# Wanted:  UAV's for Halifax Class Ships



## The Bread Guy (29 Aug 2013)

_NOTE:  Torn between putting this here (because of the airframe) or in a navy forum (because of the launch/maintenance platform) - flipped a coin and here it is._

Wanted:  someone to build, maintain small UAVs to (apparently) work off Halifax Class ships - this from MERX:





> .... This bid solicitation is being issued to satisfy the requirement of the Department of National Defence of Canada for the Small Unmanned Aircraft Systems (SUAS).
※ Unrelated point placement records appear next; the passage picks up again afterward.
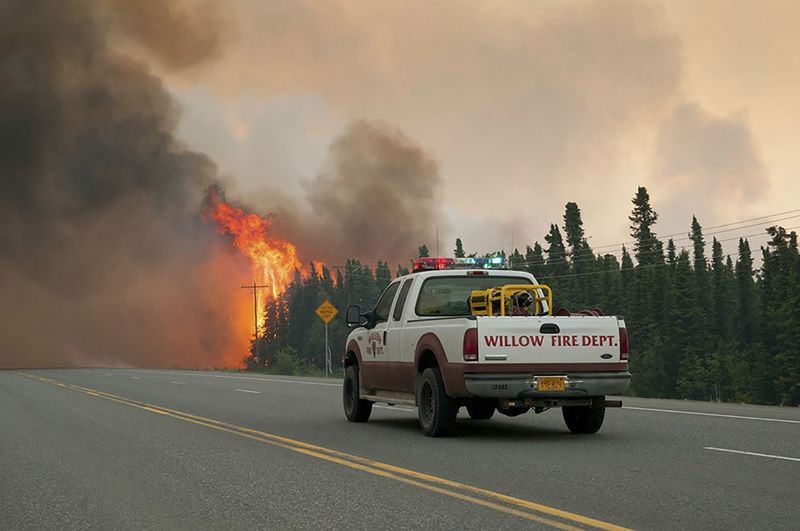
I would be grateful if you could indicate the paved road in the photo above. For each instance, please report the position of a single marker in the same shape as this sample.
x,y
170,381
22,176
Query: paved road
x,y
124,449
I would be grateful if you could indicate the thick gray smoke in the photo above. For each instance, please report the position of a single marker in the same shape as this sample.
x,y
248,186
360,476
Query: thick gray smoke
x,y
103,258
377,198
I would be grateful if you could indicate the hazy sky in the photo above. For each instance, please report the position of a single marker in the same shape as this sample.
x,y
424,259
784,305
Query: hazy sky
x,y
524,106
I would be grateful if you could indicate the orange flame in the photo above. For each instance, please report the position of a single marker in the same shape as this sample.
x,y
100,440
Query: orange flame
x,y
273,261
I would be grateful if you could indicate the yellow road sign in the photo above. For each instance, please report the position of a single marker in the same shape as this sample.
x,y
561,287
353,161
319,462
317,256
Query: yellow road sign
x,y
326,311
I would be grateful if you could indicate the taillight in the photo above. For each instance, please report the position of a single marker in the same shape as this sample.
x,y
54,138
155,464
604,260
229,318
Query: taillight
x,y
471,344
623,343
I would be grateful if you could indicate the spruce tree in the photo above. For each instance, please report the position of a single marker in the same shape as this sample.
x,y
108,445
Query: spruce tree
x,y
642,219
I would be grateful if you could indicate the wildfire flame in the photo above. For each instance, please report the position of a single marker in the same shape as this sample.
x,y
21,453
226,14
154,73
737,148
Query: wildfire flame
x,y
273,261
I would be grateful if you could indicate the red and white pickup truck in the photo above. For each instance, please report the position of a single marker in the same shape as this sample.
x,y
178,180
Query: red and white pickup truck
x,y
424,345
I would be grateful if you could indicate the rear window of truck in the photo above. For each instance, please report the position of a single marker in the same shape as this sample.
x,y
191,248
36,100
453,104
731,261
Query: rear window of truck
x,y
449,296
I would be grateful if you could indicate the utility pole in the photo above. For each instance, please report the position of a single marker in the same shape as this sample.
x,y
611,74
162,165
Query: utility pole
x,y
255,287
It is intended to result in the award of two (2) contracts to one successful Bidder: the SUAS Acquisition Contract (SUAS-A) and the SUAS In Service Support Contract (SUAS-S) ....


Closing date:  2013/11/04 14:00 EST

More details (370+ page PDF) in bid docs here


----------



## dimsum (29 Aug 2013)

I didn't read all of it, but ScanEagle would work.


----------



## Underway (30 Aug 2013)

After reading through the whole 300 odd pages some conclusions:

1- this is going to be and army asset, probably retained by the artillery as tactical UAV's currently are structured

2- this equipment/training will remove the contractors from operations, they were the launch and recovery crew both in Afghanistan and onboard Charlottetown, Vancouver in Libya.

3- when a ship sails and requires a UAV, the artillery will provide a detachment for launch, recovery and control, as they are currently providing

4- Scaneagle will win the competition

5- Baby steps... only 4 UAV's with 2 for training and 2 for operations if I'm reading this correctly


----------